Mexico reaches record 100 extraditions to US

MEXICO CITY — Mexico has extradited a record number of criminal suspects to the United States this year, underscoring a dramatic improvement in cross-border law enforcement cooperation‚ and an urgent attempt to clean up the country’s crime-addled prisons.

Authorities reached the historic 100-person mark with the shipment north of 11 crime fugitives on Sunday, the eve of a visit by Mexican Attorney General Arturo Chavez to Washington. Previously, the most suspects sent from Mexico to the U.S. in a year was 95, the number extradited in 2008.

While it behooves Mexican justice officials to cooperate with their counterparts given a $1.4 billion, three-year aid package the U.S. has recently promised them, they stress their historic willingness to extradite criminals is more than a symbolic gesture.

Since he took office in December 2006, President Felipe Calderon has launched a nationwide crackdown against Mexico’s ubiquitous and powerful drug traffickers, sending thousands of troops into practically every area of the country.

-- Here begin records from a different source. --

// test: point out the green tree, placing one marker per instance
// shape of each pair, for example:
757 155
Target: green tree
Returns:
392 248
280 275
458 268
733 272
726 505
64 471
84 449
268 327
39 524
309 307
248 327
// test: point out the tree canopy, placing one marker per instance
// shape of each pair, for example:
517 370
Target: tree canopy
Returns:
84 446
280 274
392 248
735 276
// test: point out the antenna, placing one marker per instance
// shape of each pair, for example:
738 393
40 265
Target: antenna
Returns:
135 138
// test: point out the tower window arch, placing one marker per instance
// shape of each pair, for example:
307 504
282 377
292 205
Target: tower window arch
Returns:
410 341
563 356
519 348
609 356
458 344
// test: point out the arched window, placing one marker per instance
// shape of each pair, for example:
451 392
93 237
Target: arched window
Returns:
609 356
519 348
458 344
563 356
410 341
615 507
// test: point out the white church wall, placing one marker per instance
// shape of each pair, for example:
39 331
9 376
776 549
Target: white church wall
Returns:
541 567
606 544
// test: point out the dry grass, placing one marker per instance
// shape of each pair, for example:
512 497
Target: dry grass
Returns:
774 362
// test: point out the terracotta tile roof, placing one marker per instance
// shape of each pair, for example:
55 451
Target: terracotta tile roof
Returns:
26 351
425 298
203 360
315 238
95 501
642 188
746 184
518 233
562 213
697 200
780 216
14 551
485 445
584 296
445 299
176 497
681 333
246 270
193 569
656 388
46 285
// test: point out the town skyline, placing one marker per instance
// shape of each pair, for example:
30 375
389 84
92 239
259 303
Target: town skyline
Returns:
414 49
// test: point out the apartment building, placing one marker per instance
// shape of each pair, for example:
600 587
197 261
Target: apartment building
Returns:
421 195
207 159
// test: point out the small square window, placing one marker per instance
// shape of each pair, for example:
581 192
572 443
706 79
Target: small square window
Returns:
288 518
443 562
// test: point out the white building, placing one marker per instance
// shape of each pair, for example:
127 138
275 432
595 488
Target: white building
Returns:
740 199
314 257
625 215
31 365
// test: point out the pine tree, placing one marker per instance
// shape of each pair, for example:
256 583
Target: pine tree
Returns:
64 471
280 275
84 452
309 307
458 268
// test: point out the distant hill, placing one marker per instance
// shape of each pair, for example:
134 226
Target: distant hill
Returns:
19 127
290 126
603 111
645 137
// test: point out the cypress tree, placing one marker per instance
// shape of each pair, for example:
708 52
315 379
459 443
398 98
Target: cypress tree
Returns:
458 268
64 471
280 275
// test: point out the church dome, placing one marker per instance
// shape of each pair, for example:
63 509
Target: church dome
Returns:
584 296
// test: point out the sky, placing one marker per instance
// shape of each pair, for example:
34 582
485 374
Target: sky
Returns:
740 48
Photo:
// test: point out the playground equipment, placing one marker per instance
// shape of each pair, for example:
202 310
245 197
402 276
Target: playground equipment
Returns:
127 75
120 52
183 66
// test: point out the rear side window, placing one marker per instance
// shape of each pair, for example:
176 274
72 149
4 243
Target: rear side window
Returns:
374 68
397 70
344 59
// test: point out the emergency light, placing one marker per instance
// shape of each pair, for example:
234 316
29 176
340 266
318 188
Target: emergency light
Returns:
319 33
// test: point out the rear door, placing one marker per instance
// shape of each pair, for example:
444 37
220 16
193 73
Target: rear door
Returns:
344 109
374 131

That effort has been undermined, however, by widespread corruption plaguing both law enforcement and the country’s prisons, where bribed guards turn a blind eye as captured criminal kingpins continue to run their illegal operations behind bars.

In that context, getting the criminals out of the country is simply good law enforcement, said Leopoldo Velarde Ortiz, Mexico’s deputy attorney general in charge of extraditions.

“It isn’t a case of ‘You give me something and I’ll give you something,’ ” Velarde Ortiz told the Associated Press in a recent interview, referring to the promised U.S. crime aid. “There is no such negotiation. What there is, is a clear understanding that we cannot allow impunity, and that we have to stop crime.”

Velarde Ortiz noted that top-level drug suspects often bitterly fight extradition through drawn-out appeals because in U.S. penitentiaries “they would lose the possibility of operating their activities from inside prison.”

“We hope that someday soon we can end this vice that we still have in Mexico, but it still exists,” he said.

Mexican authorities have extradited 284 fugitives to the U.S. since Calderon became president‚ more than in the previous 15 years all together.

The increase is a sign the two countries have laid to rest a long history of disputes in which Mexico traditionally treated extradition requests from the U.S. as threats to its sovereignty.

In 1990, relations between the two countries reached a low point when, after authorities refused to extradite a Mexican doctor wanted in connection with the slaying of a U.S. drug agent, U.S.-paid bounty hunters captured the suspect in Mexico and brought him back to Los Angeles for trial.

Mexico demanded the doctor’s return and briefly suspended anti-drug cooperation with the United States as a result.

The Mexican government’s resistance began to ease in the late 1990s, signaled by the 1996 extradition of a Mexican singer convicted of child molestation. In 1999, a Mexican man was extradited to face murder charges in the killing of a Florida woman. By 2000, the number of Mexicans extradited to the U.S. in one year had increased to nine.

“Each year since 2001, Mexico has increased the number of defendants it extradites to the United States,” U.S. Attorney General Eric Holder said in a statement Sunday. “By ensuring that alleged criminals are held accountable, we send a strong message that fleeing across the border does not mean you will escape justice.”

The 11 suspects extradited Sunday are wanted for murder, sex offenses, drug trafficking and money laundering in Texas, Washington, Florida, Indiana, California and Maryland.

“This is a great day for U.S.-Mexican partnership and cooperation. And obviously, a very bad day to be a bad guy,” U.S. Embassy charge d’affaires John Feeley said in a statement. “This action by the government of Mexico demonstrates it will not allow its country to be a refuge and hiding place for criminals.”

Authorities still refuse to extradite anyone who might face the death penalty, which is illegal in Mexico. U.S. prosecutors usually overcome that obstacle by promising to give the criminals life sentences instead.

Velarde Ortiz said there are still about 30 top-level suspects awaiting extradition to the U.S. Many are using any legal loophole they can find to stop themselves from being sent across the border.

“They do things to buy time ... and avoid being handed over to the United States,” he said, such as demanding that authorities prove their identity, a process made more difficult by the long list of aliases Mexican criminals use, not to mention the plastic surgery to which some turn in their desperation not to be found.

Extradition candidates still in Mexico include reputed drug lord Benjamin Arellano Felix, arrested in 2002, and former Mexican state Gov. Mario Villanueva, who was convicted of aiding drug traffickers. Both are wanted on drug charges in the U.S.

“What we are certain of is that ... they are all going to be handed over in extradition,” Velarde Ortiz said.

“Some sooner than others‚ but they are all going to be handed over.”